### CCBM 2023 Summer Programming Workshop
# Day 8 - Segment 2

### Machine Learning Mini-Challenge
Use the data in the file "titanic_dataset.csv" (adapted from Kaggle) to predict survival on the Titanic using logistic regression and the data preparation methods described above. Evaluate the model by analyzing its accuracy.
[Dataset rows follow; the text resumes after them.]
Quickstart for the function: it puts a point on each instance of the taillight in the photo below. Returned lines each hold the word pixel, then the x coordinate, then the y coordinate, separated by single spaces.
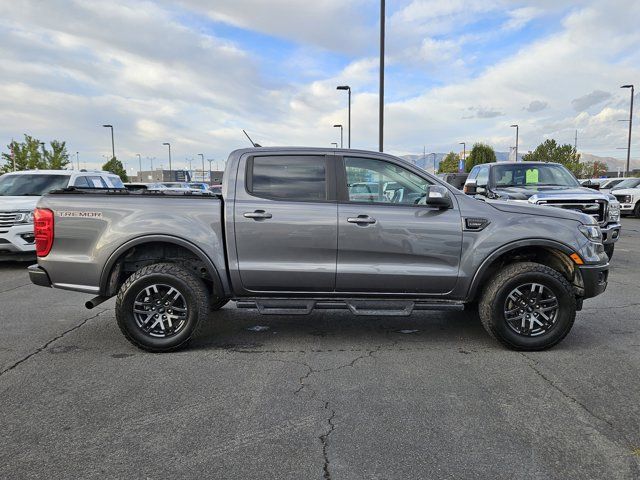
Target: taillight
pixel 43 230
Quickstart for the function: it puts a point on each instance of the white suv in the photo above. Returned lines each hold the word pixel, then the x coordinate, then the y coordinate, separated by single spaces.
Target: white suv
pixel 628 194
pixel 20 192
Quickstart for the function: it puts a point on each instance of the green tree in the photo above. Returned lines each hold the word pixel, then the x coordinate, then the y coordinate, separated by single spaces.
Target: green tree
pixel 30 155
pixel 551 151
pixel 57 158
pixel 450 163
pixel 480 153
pixel 115 166
pixel 25 155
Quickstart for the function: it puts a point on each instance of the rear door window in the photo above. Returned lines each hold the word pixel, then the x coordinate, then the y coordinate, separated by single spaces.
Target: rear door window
pixel 297 178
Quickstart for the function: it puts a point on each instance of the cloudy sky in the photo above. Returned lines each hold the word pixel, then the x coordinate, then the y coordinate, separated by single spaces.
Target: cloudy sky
pixel 196 72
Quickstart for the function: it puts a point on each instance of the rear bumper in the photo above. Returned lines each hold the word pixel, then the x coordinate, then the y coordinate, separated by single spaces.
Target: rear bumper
pixel 594 278
pixel 611 233
pixel 39 276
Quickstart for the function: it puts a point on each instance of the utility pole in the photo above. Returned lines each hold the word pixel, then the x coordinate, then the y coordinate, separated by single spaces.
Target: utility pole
pixel 381 95
pixel 202 156
pixel 630 126
pixel 113 148
pixel 348 88
pixel 341 131
pixel 517 139
pixel 170 171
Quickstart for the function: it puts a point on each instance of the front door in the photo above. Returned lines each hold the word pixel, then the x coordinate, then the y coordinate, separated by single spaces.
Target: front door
pixel 285 219
pixel 387 240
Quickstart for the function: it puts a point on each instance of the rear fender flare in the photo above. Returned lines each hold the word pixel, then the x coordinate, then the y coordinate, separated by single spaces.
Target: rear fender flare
pixel 117 254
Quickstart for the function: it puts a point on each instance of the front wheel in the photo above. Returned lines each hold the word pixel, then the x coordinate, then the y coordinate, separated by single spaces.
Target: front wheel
pixel 608 249
pixel 160 307
pixel 528 306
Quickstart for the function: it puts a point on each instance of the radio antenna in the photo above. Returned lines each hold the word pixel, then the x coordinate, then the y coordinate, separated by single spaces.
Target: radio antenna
pixel 252 142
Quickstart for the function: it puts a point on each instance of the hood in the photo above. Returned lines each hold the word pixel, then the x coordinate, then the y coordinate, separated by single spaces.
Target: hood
pixel 540 210
pixel 8 204
pixel 626 191
pixel 522 193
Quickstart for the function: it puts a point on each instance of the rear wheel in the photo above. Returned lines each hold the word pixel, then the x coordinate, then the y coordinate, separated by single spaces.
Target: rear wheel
pixel 528 306
pixel 160 307
pixel 608 249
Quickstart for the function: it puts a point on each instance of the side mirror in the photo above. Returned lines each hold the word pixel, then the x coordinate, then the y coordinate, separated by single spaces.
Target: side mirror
pixel 470 187
pixel 438 197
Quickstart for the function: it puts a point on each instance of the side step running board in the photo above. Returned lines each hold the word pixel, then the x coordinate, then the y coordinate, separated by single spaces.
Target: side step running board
pixel 364 307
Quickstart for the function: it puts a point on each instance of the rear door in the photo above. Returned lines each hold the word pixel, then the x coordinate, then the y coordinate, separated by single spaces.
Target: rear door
pixel 391 243
pixel 285 216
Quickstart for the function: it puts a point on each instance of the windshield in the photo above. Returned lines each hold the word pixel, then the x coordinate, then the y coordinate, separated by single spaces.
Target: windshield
pixel 529 175
pixel 628 183
pixel 32 184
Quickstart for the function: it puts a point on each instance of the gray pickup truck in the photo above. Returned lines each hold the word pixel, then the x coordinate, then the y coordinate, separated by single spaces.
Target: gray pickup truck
pixel 291 233
pixel 549 185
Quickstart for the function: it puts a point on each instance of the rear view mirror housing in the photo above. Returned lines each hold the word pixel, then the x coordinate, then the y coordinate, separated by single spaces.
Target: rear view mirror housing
pixel 438 197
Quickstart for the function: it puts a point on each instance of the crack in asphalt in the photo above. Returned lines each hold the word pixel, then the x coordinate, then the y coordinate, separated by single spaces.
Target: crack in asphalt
pixel 46 345
pixel 324 440
pixel 15 288
pixel 612 307
pixel 533 364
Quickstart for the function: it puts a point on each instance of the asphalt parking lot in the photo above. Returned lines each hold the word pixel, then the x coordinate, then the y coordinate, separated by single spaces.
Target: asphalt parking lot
pixel 328 395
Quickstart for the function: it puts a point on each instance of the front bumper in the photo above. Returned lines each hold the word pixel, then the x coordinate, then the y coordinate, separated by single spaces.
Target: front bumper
pixel 610 233
pixel 39 276
pixel 17 239
pixel 594 279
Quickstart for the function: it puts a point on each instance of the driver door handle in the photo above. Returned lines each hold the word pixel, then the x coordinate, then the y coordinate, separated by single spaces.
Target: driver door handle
pixel 362 220
pixel 257 215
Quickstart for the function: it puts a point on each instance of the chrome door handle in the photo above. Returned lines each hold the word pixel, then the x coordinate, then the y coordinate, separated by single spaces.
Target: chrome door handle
pixel 361 220
pixel 257 215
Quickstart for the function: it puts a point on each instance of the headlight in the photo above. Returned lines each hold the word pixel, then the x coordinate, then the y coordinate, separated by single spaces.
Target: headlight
pixel 24 217
pixel 592 232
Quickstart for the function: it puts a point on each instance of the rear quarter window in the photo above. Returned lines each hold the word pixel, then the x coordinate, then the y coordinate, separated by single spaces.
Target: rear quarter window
pixel 297 178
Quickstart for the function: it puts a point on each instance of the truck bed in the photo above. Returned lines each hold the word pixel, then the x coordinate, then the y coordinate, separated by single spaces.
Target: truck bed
pixel 91 226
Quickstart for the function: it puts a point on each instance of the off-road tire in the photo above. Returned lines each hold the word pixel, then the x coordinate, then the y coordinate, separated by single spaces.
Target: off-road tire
pixel 492 301
pixel 608 249
pixel 188 284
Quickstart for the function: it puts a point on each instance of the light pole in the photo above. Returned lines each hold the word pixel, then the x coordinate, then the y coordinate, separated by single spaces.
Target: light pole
pixel 348 89
pixel 630 126
pixel 113 148
pixel 170 172
pixel 381 95
pixel 341 131
pixel 202 156
pixel 517 138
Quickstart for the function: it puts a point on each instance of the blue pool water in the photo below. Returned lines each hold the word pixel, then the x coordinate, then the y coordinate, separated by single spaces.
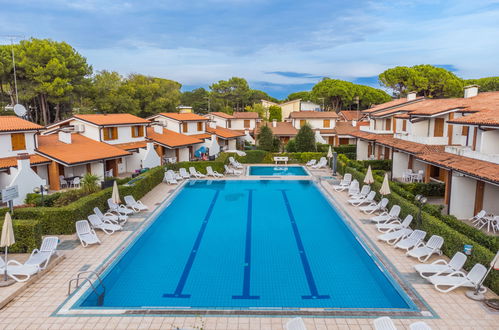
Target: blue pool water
pixel 277 170
pixel 241 244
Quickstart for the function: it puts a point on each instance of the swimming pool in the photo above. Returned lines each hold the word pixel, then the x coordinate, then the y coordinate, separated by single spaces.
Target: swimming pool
pixel 278 170
pixel 248 245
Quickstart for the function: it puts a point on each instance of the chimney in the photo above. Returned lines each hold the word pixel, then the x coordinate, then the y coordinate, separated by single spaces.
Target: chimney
pixel 65 137
pixel 158 129
pixel 470 91
pixel 411 96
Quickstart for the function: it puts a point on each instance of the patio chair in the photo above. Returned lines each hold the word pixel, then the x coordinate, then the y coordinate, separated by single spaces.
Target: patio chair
pixel 412 240
pixel 135 205
pixel 120 209
pixel 295 324
pixel 457 279
pixel 387 217
pixel 211 172
pixel 394 225
pixel 170 178
pixel 17 271
pixel 394 236
pixel 115 218
pixel 423 251
pixel 441 266
pixel 195 173
pixel 367 200
pixel 311 162
pixel 344 183
pixel 375 207
pixel 41 257
pixel 86 235
pixel 106 226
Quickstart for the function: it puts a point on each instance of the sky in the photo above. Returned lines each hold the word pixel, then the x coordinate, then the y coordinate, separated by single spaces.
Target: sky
pixel 278 46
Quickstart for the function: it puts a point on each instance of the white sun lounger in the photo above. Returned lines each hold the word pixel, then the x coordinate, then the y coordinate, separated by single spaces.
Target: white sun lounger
pixel 375 207
pixel 106 226
pixel 18 271
pixel 394 225
pixel 116 218
pixel 387 217
pixel 170 177
pixel 41 257
pixel 424 251
pixel 441 266
pixel 412 240
pixel 447 283
pixel 195 173
pixel 395 236
pixel 137 206
pixel 295 324
pixel 366 200
pixel 344 183
pixel 120 209
pixel 211 172
pixel 86 234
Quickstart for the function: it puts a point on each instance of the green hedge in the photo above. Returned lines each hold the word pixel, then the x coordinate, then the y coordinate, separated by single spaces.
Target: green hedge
pixel 433 225
pixel 28 235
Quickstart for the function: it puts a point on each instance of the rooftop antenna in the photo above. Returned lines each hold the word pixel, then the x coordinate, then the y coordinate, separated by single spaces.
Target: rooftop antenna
pixel 19 109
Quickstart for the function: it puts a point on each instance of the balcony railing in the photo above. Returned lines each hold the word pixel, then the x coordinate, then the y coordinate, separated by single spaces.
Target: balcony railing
pixel 467 152
pixel 422 139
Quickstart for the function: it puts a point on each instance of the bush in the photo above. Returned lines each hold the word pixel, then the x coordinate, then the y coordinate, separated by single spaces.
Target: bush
pixel 28 235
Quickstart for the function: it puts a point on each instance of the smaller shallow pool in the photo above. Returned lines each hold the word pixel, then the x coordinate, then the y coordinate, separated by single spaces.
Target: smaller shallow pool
pixel 278 170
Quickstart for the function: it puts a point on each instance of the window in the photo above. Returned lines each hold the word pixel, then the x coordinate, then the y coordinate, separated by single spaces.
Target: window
pixel 110 133
pixel 137 131
pixel 18 141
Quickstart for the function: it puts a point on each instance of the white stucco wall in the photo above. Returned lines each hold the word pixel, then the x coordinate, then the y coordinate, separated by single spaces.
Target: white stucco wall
pixel 462 199
pixel 400 164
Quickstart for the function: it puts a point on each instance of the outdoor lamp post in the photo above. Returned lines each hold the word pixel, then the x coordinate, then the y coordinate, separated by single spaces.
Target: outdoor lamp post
pixel 41 190
pixel 421 200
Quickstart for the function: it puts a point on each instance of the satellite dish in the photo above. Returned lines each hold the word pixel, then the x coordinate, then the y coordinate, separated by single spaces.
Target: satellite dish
pixel 20 110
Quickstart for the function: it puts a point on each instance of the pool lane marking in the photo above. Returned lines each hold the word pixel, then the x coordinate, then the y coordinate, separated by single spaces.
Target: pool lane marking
pixel 314 293
pixel 192 256
pixel 247 253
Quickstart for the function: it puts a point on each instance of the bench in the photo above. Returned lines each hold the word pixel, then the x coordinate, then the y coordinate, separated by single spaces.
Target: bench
pixel 281 159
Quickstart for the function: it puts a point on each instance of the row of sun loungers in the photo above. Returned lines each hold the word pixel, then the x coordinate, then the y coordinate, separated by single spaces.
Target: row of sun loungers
pixel 445 276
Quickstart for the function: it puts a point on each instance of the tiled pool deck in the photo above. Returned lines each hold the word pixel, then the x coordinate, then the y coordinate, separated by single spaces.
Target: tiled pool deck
pixel 37 306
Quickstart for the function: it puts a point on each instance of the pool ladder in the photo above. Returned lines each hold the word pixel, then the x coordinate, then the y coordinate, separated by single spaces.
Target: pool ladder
pixel 87 276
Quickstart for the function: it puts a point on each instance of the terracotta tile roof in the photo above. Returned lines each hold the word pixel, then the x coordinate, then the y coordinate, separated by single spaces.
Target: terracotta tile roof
pixel 281 129
pixel 225 133
pixel 81 149
pixel 488 118
pixel 222 115
pixel 112 119
pixel 390 104
pixel 474 167
pixel 245 115
pixel 172 139
pixel 131 145
pixel 313 114
pixel 183 116
pixel 350 115
pixel 13 123
pixel 12 161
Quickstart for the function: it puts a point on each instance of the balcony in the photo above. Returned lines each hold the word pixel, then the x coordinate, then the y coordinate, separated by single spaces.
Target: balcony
pixel 422 139
pixel 467 152
pixel 367 129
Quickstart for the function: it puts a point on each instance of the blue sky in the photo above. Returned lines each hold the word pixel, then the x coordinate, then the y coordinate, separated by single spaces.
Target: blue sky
pixel 278 46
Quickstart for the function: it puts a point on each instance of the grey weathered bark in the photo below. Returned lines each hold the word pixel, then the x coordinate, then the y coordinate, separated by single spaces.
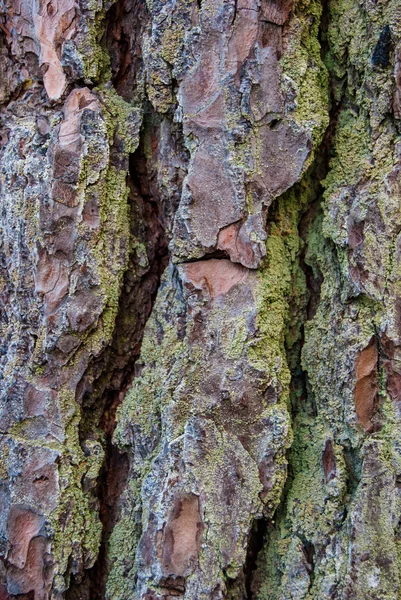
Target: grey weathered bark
pixel 200 300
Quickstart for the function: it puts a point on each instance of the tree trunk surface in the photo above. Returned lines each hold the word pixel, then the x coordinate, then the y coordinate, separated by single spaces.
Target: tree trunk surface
pixel 200 300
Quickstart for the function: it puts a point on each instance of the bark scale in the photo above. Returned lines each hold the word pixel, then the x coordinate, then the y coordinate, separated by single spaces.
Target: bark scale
pixel 200 314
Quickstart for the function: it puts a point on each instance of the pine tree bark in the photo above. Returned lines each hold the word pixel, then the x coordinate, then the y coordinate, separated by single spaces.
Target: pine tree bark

The variables in the dataset consist of:
- PassengerID - Identification number
- Survived - Survival (1 = Yes, 0 = No)
- PClass - Passenger Class (1 = 1st class, 2 = 2nd class, 3 = 3rd class)
- Name - Name
- Sex - Gender
- Age - Age
- SiblingSpouse - Number of siblings and spouses on board with the passenger
- ParentChild - Number of parents and children on board with the passenger
- Ticket - Ticket number
- Fare - Fare
- Cabin - Cabin
- Embarked - Geographic location from which passenger depart

In [None]:
import numpy as np
import pandas as pd
import seaborn as sns
import matplotlib.pyplot as plt
import sklearn

from pandas import Series, DataFrame
from pylab import rcParams
from sklearn import preprocessing

In [None]:
from sklearn.linear_model import LogisticRegression

from sklearn.model_selection import train_test_split

# Import libraries to score our predictive models
from sklearn import metrics
from sklearn.metrics import classification_report
from sklearn.metrics import confusion_matrix
from sklearn.metrics import precision_score, recall_score

# Import libraries to On Hot Encode our categorical variables
from sklearn.preprocessing import OneHotEncoder

In [None]:
%matplotlib inline
rcParams['figure.figsize'] = 5, 4
sns.set_style('whitegrid')

In [None]:
titanic = pd.read_csv("data/titanic_dataset.csv")
titanic

In [None]:
# Assess the dataframe for missing values and data types
titanic.info()

In [None]:
# Confirm the target variable is binary
titanic["Survived"].unique()

# Is survivability a balanced class?
titanic["Survived"].value_counts()

# Use seaborn's countplot to observe this
sns.countplot(x="Survived", data=titanic)

In [None]:
# Drop irrelevant columns. 
# Assume the PassengerID, Name and Ticket are not relevant to survival
df = titanic.drop(columns=['PassengerId', 'Name', 'Ticket'])

In [None]:
# Assess the dataset and check for missing values
df.info()
df.isnull().sum()

In [None]:
# The "Cabin" column contains too many null values. Drop it.
df.drop(columns="Cabin", inplace=True)
df.info()

In [None]:
# Impute missing values in the "Age" variable
df.hist(column="Age");

In [None]:
# Use ParentChild variable to guide imputing Age
df.groupby(by=df.ParentChild).mean()

In [None]:
# Should we impute according to the ParentChild AND Sex variables?
display(df.groupby(by=[df.ParentChild, df.Sex]).mean())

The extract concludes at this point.